Nature blog

Md Musa Howlader: "Every experiment contributes to our understanding, we acquire knowledge even from those experiments that are unsuccessful"

In May 2023 Md Musa Howlader from the School of Natural Sciences and Health defended the doctoral thesis "Algal polysaccharide degrading enzymes from marine bacteria".


How did you find your research topic?

Being a final-year master’s student in Microbiology, I had a goal of pursuing a PhD on a topic that involves microorganisms. I started looking for different options and came across a PhD project topic by Prof. Rando Tuvikene at Tallinn University. I was fascinated by how our common interests collided in that project proposal, which compelled me to apply for this position.

How will your research change the world?

The subject of my doctoral dissertation was "Enzymes that Break Down Algal Polysaccharides in Marine Bacteria." During this research, we uncovered a novel enzyme capable of breaking down funoran, a marine polysaccharide, into smaller molecules, potentially enhancing its bioactive characteristics. These qualities could expand its utility across various industries, particularly in pharmaceuticals and cosmetics.

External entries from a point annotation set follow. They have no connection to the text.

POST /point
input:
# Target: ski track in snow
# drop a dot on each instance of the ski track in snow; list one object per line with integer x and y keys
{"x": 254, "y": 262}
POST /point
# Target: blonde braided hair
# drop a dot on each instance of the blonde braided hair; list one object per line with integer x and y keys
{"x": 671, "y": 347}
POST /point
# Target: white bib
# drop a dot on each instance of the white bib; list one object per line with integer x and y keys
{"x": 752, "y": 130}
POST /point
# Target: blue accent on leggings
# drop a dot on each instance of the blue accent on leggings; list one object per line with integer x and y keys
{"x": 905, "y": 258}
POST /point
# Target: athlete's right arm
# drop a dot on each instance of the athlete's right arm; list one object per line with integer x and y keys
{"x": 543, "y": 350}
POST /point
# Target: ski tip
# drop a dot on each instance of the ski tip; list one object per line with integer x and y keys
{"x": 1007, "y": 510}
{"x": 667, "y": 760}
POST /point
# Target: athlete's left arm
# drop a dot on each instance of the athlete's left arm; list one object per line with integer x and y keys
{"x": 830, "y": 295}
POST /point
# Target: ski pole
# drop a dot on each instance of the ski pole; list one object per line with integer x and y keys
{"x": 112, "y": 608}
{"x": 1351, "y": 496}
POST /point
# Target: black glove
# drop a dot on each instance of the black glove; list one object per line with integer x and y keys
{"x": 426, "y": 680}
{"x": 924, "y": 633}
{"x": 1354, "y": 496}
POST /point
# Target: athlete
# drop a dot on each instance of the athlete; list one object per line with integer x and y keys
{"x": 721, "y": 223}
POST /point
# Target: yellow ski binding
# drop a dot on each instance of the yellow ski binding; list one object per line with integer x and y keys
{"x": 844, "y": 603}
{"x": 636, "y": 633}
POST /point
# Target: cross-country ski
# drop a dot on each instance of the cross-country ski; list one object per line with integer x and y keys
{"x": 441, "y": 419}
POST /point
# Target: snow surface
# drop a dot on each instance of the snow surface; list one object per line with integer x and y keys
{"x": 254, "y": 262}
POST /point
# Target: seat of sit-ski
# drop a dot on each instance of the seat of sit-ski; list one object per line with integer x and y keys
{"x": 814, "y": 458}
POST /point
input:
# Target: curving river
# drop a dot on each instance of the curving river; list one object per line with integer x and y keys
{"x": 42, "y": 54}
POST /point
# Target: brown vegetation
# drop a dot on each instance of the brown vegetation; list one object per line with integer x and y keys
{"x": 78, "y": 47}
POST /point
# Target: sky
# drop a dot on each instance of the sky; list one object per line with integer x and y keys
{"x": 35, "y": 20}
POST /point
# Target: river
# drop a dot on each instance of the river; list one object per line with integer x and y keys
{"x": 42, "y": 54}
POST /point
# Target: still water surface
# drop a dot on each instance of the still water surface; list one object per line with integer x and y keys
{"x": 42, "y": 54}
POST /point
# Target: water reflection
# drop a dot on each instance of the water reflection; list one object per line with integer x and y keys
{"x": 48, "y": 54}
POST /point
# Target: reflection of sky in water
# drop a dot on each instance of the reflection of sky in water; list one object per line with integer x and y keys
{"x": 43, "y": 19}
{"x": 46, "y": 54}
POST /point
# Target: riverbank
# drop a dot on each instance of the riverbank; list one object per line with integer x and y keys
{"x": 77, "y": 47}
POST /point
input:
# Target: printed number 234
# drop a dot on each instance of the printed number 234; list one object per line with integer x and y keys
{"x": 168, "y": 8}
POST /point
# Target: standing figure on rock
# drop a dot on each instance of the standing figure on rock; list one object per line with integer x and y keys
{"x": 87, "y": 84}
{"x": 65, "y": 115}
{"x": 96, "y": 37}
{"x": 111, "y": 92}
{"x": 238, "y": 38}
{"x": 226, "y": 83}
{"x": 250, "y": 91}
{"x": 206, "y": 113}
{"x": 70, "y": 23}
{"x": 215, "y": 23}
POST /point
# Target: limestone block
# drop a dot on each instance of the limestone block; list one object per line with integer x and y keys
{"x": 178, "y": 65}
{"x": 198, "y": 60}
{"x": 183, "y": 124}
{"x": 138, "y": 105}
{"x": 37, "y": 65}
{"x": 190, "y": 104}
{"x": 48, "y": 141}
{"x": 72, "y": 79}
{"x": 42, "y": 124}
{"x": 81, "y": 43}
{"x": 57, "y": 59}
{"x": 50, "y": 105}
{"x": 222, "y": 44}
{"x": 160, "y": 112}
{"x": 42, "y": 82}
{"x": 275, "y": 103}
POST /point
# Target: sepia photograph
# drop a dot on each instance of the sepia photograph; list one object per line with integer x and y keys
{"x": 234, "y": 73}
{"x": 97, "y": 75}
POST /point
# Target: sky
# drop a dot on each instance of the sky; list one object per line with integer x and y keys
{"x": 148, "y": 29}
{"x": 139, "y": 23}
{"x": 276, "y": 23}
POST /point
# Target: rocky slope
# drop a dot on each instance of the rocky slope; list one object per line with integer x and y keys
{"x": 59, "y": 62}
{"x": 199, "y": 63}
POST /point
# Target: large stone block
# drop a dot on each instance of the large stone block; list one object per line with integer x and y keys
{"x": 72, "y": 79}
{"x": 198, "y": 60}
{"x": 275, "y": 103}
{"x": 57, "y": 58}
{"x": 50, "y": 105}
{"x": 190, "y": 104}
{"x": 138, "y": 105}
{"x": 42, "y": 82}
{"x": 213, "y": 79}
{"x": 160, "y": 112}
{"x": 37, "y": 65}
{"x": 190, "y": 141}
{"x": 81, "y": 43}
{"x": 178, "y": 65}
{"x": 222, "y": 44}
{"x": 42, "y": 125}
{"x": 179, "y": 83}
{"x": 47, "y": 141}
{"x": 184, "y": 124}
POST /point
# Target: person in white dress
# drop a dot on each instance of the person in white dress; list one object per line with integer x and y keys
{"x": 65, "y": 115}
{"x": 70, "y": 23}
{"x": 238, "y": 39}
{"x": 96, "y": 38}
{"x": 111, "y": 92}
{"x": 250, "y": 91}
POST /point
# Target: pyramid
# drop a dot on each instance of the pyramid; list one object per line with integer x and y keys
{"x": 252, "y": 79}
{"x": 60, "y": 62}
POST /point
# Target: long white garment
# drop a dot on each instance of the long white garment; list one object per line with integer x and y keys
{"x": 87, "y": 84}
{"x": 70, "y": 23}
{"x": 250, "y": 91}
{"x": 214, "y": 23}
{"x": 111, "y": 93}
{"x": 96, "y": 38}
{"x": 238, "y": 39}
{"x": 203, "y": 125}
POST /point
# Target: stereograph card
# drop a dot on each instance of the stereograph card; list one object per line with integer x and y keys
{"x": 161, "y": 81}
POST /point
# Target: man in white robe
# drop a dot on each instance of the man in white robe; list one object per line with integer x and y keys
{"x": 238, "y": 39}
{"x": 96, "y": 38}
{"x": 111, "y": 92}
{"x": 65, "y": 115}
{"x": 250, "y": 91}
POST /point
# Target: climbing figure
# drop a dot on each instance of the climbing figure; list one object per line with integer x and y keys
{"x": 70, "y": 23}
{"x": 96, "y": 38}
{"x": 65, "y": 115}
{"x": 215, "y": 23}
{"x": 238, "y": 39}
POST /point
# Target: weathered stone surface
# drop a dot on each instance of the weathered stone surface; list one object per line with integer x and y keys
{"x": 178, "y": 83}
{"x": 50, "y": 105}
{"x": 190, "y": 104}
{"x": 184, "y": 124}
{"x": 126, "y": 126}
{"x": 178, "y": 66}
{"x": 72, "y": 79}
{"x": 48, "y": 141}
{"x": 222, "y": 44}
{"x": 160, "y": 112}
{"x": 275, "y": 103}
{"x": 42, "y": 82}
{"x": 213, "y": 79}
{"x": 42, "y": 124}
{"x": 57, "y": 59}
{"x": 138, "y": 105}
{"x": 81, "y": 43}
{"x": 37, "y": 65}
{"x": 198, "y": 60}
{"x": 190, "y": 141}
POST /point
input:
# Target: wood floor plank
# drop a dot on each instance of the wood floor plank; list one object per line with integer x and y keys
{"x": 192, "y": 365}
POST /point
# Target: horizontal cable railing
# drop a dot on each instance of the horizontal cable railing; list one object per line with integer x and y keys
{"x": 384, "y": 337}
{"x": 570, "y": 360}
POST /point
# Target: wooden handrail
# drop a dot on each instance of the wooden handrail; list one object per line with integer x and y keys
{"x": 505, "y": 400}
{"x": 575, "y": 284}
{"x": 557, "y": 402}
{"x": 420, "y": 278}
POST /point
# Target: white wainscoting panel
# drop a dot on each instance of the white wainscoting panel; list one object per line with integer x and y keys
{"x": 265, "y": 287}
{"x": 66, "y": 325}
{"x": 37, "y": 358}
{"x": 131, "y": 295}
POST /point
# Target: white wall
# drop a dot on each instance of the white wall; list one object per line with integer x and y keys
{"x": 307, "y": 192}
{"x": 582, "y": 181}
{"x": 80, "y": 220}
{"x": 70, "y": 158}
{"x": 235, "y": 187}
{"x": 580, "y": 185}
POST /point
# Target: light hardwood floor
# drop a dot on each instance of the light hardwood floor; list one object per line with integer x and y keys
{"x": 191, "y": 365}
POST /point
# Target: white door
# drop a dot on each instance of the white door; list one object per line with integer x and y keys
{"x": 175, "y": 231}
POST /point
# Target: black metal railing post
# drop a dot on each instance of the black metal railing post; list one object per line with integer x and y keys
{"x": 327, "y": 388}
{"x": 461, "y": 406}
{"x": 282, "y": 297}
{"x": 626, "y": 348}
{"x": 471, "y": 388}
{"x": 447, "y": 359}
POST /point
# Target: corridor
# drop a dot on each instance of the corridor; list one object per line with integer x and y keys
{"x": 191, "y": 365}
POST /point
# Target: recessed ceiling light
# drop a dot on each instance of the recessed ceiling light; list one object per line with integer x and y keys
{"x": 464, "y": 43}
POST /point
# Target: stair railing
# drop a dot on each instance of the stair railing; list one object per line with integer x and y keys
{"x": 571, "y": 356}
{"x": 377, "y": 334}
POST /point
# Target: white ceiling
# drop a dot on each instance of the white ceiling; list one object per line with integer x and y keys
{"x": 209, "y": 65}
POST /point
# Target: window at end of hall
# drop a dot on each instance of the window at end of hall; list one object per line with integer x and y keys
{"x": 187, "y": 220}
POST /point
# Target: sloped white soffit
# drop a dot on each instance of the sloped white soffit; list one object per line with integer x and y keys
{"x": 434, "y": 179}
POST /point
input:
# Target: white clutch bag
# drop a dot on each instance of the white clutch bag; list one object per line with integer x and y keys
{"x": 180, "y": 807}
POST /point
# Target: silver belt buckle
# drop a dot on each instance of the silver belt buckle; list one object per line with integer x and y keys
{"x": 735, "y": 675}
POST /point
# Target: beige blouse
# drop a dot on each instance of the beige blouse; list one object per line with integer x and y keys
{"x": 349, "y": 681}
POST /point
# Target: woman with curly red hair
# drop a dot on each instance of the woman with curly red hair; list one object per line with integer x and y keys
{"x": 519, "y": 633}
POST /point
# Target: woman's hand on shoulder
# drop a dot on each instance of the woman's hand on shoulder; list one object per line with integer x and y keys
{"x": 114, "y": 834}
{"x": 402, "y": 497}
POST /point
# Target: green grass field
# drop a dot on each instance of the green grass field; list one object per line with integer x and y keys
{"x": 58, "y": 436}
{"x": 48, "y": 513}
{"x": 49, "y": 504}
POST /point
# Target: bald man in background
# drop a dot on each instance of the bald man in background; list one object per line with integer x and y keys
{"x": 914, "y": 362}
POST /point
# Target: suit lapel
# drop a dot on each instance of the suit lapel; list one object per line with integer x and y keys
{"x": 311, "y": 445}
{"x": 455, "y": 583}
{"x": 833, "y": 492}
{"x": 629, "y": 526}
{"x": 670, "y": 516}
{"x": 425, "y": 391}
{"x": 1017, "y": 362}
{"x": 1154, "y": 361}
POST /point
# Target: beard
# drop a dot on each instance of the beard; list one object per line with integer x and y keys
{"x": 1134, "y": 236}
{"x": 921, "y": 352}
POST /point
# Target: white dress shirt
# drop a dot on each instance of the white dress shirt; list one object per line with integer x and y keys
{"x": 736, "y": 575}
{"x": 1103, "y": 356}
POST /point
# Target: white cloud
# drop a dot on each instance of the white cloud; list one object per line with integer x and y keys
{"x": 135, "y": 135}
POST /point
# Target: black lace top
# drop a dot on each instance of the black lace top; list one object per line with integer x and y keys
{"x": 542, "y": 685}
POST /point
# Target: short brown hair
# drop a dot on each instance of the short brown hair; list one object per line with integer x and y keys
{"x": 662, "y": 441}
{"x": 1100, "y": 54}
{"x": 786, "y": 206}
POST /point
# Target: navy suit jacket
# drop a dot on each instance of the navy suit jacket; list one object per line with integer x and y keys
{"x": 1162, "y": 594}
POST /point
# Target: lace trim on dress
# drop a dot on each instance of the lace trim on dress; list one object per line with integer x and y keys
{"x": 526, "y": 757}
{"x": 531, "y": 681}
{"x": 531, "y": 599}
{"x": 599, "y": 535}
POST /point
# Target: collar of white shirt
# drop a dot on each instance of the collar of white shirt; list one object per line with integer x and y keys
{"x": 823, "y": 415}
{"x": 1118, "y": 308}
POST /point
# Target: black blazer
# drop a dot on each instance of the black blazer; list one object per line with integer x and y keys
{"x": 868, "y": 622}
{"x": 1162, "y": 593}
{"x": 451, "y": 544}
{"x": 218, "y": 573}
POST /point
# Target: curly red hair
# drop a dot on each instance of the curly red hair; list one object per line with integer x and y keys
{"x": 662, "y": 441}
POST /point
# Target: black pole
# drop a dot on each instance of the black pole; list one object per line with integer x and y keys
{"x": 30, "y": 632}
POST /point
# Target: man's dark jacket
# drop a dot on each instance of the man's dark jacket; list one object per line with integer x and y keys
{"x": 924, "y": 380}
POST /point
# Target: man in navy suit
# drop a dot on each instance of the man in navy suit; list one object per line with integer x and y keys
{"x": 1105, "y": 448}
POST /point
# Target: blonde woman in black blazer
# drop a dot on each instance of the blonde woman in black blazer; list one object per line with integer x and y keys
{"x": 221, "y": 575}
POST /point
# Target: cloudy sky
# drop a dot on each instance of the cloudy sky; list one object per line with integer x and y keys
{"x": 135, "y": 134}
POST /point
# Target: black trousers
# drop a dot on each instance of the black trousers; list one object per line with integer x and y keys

Furthermore, the study delves into a lesser-explored bacterial genus, specifically the Cellulophaga species, and provides insights into its carrageenan secretion production profile.

What were your tactics for consistently working on your doctoral thesis in order to successfully reach the end?

Undertaking a PhD in the life sciences can present significant challenges, including the potential for numerous unsuccessful experiments. Nevertheless, it's crucial to bear in mind that every experiment contributes to our understanding, and we invariably acquire knowledge, even from those experiments that are unsuccessful. These experiences represent progress in our educational journey.

What was a memorable or funny instance that happened while writing the thesis?

During this period, I can identify my closest companions at the office: a cozy blanket, some snacks, and plenty of coffee.

Based on your field of research, what does "intelligent lifestyle" mean for you?

Allow your imagination to roam freely, whether it's for those unsuccessful lab experiments or the research discussions that bring you joy!

What is something you appreciate about your dissertation supervisor?

My Ph.D. mentor was Professor Rando Tuvikene, someone from whom I had much to learn and draw inspiration. Many times, when my endeavors were not successful, Professor Rando provided guidance and steered me in the right direction. I greatly admire his positive outlook and vision.